On 15/07/2017 11:33 AM, Anthony Damico wrote:
hi, i realized that the segfault happens on the text file in a new R
session.  so, creating the segfault-generating text file requires a
contributed package, but prompting the actual segfault does not --
pretty sure that means this is a base R bug?  submitted here:
https://bugs.r-project.org/bugzilla3/show_bug.cgi?id=17311  hopefully i
am not doing something remarkably stupid.  the text file itself is 4GB
so cannot upload it to bugzilla, and from the R_AllocStringBugger error
in the previous message, i think most or all of it needs to be there to
trigger the segfault.  thanks!

Hopefully someone can debug it with the info you provided.

Duncan Murdoch


On Sat, Jul 15, 2017 at 10:32 AM, Anthony Damico <ajdam...@gmail.com
<mailto:ajdam...@gmail.com>> wrote:

    hi, thanks Dr. Murdoch


    i'd appreciate if anyone on r-help could help me narrow this down?
    i believe the segfault occurs because there's a single line with 4GB
    and also embedded nuls, but i am not sure how to artificially
    construct that?


    the lodown package can be removed from my example..  it is just for
    file download cacheing, so `lodown::cachaca` can be replaced with
    `download.file`  my current example requires a huge download, so
    sort of painful to repeat but i'm pretty confident that's not the issue.

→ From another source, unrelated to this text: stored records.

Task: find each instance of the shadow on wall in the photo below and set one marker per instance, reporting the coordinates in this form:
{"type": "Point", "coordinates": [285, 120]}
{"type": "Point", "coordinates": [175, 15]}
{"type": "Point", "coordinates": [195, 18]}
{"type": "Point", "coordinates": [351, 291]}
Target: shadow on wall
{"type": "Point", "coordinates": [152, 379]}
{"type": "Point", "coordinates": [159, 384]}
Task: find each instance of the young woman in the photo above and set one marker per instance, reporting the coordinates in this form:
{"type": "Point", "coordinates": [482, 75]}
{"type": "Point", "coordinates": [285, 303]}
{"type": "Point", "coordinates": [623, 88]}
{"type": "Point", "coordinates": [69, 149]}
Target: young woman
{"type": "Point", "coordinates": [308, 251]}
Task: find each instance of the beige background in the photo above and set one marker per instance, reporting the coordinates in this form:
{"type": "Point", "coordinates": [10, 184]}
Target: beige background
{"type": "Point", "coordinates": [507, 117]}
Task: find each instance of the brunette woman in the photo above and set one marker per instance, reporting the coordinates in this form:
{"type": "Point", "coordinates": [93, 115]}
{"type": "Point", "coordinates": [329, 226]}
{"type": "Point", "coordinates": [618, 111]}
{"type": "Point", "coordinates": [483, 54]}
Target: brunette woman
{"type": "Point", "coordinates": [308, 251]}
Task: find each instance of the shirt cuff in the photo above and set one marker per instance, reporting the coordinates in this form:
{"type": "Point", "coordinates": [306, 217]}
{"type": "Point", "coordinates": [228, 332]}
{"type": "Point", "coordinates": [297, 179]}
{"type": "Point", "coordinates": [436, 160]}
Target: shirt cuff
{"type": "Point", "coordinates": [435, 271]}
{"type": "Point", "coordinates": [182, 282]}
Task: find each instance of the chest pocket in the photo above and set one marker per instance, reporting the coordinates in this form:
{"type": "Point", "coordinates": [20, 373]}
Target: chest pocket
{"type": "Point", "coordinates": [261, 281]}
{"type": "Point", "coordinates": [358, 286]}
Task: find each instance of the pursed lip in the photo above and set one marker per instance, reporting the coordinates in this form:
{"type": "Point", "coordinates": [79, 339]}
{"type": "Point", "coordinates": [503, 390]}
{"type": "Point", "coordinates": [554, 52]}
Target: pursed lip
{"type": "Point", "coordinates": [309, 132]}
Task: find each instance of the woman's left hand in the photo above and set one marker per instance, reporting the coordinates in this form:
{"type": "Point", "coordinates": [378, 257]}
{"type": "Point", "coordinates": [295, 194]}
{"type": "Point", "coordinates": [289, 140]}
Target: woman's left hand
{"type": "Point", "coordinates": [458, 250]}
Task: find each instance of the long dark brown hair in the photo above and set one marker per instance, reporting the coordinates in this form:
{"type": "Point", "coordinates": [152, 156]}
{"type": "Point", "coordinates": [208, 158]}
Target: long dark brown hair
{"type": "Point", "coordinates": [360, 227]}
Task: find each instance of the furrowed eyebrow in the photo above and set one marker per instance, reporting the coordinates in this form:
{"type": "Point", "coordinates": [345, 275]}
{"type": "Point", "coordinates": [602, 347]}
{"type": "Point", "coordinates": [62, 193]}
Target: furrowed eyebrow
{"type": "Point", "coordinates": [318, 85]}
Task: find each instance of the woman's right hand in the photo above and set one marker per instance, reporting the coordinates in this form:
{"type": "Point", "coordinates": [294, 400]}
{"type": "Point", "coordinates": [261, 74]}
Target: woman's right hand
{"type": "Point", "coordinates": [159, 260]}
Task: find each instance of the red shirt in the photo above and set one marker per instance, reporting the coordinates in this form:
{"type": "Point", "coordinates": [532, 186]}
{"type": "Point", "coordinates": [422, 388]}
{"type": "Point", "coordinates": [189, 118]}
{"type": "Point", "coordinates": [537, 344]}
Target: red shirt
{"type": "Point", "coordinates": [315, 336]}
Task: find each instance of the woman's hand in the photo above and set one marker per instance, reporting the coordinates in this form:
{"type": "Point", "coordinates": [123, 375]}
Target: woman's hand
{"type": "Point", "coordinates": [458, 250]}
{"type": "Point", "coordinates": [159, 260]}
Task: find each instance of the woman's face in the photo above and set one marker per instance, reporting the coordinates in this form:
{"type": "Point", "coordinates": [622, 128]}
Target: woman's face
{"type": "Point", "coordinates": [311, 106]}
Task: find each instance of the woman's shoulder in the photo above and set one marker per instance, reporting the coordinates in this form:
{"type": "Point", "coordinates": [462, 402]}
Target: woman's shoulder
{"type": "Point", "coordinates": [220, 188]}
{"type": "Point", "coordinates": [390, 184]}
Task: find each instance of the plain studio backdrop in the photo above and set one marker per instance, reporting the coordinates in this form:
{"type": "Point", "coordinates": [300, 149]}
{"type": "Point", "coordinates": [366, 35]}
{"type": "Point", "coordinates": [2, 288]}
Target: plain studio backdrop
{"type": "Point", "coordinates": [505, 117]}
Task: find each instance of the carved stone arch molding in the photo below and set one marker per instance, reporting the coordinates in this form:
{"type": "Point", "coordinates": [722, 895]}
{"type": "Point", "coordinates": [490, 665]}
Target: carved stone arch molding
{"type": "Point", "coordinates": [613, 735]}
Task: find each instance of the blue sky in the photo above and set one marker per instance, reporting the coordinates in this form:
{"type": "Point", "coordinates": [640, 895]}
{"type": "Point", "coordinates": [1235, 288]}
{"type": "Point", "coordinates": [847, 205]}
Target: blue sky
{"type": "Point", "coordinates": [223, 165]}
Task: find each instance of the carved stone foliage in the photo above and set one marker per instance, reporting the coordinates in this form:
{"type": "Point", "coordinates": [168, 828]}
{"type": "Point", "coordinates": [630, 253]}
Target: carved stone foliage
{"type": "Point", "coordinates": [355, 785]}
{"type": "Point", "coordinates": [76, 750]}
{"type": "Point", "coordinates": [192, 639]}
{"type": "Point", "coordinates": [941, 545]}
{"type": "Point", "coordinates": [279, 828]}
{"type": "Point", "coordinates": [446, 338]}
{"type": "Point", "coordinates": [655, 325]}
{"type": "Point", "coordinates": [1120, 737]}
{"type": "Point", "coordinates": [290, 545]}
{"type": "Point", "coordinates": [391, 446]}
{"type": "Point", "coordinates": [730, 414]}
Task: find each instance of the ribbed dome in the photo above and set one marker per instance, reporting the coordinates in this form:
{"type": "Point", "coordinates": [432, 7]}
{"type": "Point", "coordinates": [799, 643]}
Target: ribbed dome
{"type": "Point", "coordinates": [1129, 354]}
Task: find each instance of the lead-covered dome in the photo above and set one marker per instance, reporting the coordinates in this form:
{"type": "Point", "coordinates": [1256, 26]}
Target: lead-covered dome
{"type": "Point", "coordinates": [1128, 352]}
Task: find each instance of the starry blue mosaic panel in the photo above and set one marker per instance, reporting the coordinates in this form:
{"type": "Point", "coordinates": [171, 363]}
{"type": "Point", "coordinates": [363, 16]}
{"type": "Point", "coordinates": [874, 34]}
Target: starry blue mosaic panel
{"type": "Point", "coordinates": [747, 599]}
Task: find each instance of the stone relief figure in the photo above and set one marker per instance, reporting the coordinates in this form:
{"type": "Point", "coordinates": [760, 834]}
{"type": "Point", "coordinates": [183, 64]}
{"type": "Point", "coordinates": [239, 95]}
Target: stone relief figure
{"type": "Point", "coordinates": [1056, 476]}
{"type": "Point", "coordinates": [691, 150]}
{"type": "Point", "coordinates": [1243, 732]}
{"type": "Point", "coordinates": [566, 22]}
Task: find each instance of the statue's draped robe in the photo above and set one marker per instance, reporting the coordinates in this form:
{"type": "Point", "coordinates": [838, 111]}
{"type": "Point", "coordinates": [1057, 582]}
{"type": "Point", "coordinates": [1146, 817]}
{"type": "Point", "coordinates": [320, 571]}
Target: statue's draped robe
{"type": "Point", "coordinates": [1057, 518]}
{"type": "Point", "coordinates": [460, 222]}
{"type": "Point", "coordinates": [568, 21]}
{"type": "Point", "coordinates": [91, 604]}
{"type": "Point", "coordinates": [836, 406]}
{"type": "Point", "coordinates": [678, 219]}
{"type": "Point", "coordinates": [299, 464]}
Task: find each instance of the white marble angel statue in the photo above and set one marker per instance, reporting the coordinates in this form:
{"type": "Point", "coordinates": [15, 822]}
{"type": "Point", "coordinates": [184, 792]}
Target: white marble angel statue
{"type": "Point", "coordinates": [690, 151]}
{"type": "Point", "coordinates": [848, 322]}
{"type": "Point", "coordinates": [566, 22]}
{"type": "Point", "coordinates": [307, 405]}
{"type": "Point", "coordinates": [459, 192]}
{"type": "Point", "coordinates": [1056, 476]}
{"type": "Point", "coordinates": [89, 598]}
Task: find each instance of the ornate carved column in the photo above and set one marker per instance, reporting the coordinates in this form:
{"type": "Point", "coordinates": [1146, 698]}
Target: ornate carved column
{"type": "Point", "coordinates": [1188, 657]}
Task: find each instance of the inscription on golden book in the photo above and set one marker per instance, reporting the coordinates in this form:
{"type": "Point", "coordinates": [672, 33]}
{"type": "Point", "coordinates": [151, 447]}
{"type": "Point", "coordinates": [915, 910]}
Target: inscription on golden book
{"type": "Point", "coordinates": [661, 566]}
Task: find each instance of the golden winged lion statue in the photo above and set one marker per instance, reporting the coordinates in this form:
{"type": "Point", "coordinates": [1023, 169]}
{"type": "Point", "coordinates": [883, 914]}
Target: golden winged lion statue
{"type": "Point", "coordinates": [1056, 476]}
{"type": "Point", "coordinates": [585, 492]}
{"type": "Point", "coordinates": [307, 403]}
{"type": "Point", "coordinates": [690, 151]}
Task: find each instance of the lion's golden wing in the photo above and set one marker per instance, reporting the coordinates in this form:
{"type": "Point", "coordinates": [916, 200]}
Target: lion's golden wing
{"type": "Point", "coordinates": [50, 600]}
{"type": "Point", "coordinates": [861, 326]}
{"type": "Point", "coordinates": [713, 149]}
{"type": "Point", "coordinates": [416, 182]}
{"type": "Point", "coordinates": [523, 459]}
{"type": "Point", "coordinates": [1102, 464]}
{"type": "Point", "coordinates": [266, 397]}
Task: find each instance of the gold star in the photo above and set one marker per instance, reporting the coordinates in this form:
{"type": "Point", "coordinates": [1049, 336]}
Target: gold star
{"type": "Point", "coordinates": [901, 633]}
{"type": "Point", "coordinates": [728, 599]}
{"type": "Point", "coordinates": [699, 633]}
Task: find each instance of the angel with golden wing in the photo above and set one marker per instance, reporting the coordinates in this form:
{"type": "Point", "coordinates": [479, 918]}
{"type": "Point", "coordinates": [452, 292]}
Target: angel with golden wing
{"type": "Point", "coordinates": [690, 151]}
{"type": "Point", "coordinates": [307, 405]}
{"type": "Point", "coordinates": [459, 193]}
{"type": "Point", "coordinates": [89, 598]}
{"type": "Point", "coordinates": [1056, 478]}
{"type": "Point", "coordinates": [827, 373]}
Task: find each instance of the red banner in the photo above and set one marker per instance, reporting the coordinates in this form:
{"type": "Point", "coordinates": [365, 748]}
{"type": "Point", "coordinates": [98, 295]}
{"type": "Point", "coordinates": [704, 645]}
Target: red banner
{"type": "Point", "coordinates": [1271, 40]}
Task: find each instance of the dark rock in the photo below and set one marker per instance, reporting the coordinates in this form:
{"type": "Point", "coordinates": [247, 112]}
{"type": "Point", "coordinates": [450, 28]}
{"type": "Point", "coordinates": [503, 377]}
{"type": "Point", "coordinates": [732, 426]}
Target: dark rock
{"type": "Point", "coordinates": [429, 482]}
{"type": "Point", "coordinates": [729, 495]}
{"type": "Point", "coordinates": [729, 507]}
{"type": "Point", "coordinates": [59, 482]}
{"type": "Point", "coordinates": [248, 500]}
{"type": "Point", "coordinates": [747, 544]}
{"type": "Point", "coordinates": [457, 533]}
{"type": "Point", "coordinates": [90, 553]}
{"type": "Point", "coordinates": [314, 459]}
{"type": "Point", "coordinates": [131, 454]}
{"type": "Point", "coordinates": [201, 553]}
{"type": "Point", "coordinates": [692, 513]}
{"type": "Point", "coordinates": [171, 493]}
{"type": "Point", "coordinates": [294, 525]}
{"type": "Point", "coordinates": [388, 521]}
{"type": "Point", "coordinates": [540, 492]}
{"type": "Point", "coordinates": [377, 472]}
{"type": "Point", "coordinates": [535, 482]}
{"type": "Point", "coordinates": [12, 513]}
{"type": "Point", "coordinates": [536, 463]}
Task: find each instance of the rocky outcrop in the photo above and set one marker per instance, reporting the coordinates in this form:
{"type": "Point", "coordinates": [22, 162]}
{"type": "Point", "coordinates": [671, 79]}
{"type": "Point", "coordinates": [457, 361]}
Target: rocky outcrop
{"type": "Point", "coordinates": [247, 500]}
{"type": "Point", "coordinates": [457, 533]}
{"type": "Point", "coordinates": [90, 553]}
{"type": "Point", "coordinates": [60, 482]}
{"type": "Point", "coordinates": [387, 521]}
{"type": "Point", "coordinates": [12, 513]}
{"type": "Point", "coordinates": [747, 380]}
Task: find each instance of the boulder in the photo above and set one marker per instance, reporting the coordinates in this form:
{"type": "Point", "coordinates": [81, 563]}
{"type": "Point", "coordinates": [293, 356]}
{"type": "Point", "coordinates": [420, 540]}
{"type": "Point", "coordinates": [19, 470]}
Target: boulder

    the archive::archive_extract() function unzips a (probably corrupt)
    .RAR file and creates a text file with 80,937 lines.  this file is 4GB:

        > file.size(infile)
        [1] 4078192743 <tel:(407)%20819-2743>


    i am pretty sure that nearly all of that 4GB is contained on a
    single line in the file.  here's what happens when i create a file
    connection and scan through..

        > file_con <- file( infile , 'r' )
        >
        > first_80936_lines <- readLines( file_con , n = 80936 )
        > scan( w , n = 1 , what = character() )
        Read 1 item
        [1] "1000023930632009"
        > scan( w , n = 1 , what = character() )
        Read 1 item
        [1] "36F2924009PAULO"
        > scan( w , n = 1 , what = character() )
        Read 1 item
        [1] "AFONSO"
        > scan( w , n = 1 , what = character() )
        Read 1 item
        [1] "BA11"
        > scan( w , n = 1 , what = character() )
        Read 1 item
        [1] "00000"
        > scan( w , n = 1 , what = character() )
        Read 1 item
        [1] "00"
        > scan( w , n = 1 , what = character() )
        Read 1 item
        [1] "2924009PAULO"
        > scan( w , n = 1 , what = character() )
        Read 1 item
        [1] "AFONSO"
        > scan( w , n = 1 , what = character() )
        Read 1 item
        [1] "BA1111"
        > scan( w , n = 1 , what = character() )
        Read 1 item
        [1] "467.20"
        > scan( w , n = 1 , what = character() )
        Read 1 item
        [1] "346.10"
        > scan( w , n = 1 , what = character() )
        Read 1 item
        [1] "414.40"
        > scan( w , n = 1 , what = character() )
        Error in scan(w, n = 1, what = character()) :
          could not allocate memory (2048 Mb) in C function
    'R_AllocStringBuffer'



    making a huge single-line file does not reproduce the problem, i
    think the embedded nuls have something to do with it--


        # WARNING do not run with less than 64GB RAM
        tf <- tempfile()
        a <- rep( "a" , 1000000000 )
        b <- paste( a , collapse = '' )
        writeLines( b , tf ) ; rm( b ) ; gc()
        d <- readLines( tf )



    On Sat, Jul 15, 2017 at 9:17 AM, Duncan Murdoch
    <murdoch.dun...@gmail.com <mailto:murdoch.dun...@gmail.com>> wrote:

        On 15/07/2017 7:35 AM, Anthony Damico wrote:

            hello, the last line of the code below causes a segfault for
            me on 3.4.1.
            i think i should submit to https://bugs.r-project.org/
            unless others have
            advice?  thanks


        Segfaults are usually worth reporting as bugs.  Try to come up
        with a self-contained example, not using the lodown and archive
        packages.  I imagine you can do this by uploading the file you
        downloaded, or enough of a subset of it to trigger the
        segfault.  If you can't do that, then likely the bug is with one
        of those packages, not with R.

        Duncan Murdoch






            install.packages( "devtools" )
            devtools::install_github("ajdamico/lodown")
            devtools::install_github("jimhester/archive")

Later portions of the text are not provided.